![]() ![]() ![]() ![]() |
| |||||
| |||||
|
![]() |
![]() |
Like all local search techniques, back-propagation may converge to a local minimum of the error rather than the global optimum. This is a fundamental characteristic of local search methods, not a defect of the implementation.
Random Restarts One of the simplest ways to deal with local minima is to train many different networks with different initial weights. Training times can be long, so it may be useful to train a number of networks for a small number of iterations and then choose a fraction of the best for more extensive training. Although there are no guarantees, this tends to weed out bad starting points, favoring those already close to good solutions. Because many of the initial networks may converge toward equivalent solutions, a clustering procedure may be useful to choose a nonredundant subset.
If training is viewed as a dynamic process, each minimum (local or global) can be considered an attractor with a basin of attraction consisting of all the starting points that converge to it during training. With gradient descent, an initial weight vector will basically "roll downhill" until it reaches a minima; the minimum is the attractor and all points that flow into it form the basin of attraction. In figure 8.6, the dotted line separates basins of attraction of the local and global minima. Because the probability that a randomly selected starting point converges to a particular minimum is equal to the probability that it starts in its basin of attraction, the success of the random restart approach will depend on the relative sizes of the basins of attraction.

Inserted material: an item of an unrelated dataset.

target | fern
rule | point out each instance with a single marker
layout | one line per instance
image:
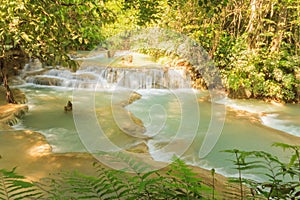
(15, 187)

In theory, if we knew the relative sizes of the basins of attraction (and the distribution of the initial weights), we would be able to calculate how many random restarts would be needed to achieve a certain probability of landing in the basin of a global minima. Easy problems would have large global basins of attraction and hard problems would have small basins. In general, however, it is not practical to map the basins of attraction because evaluation of each point requires training a network to convergence. These ideas are, therefore, more useful as an explanation of why a problem is hard than as a tool to improve training.
A further complication is that the basins of attraction depend on the weight-change method as well as the static E(w) function so different learning algorithms may have different attractors for the same E(w) function. With gradient descent, for example, several local minima may have large regions of attraction. In principle, these shrink to infinitesimal points with simulated annealing and almost all points belong to the basin of attraction of the global minimum. Simple parameter changes in things like the learning rate and momentum also affect the boundaries. In gradient descent with a small step size, the basins are generally contiguous and have smooth boundaries. When the learning rate is too high, however, the process can become chaotic and the basins of attraction may become disjoint with very complex, possibly fractal, boundaries [216], [217].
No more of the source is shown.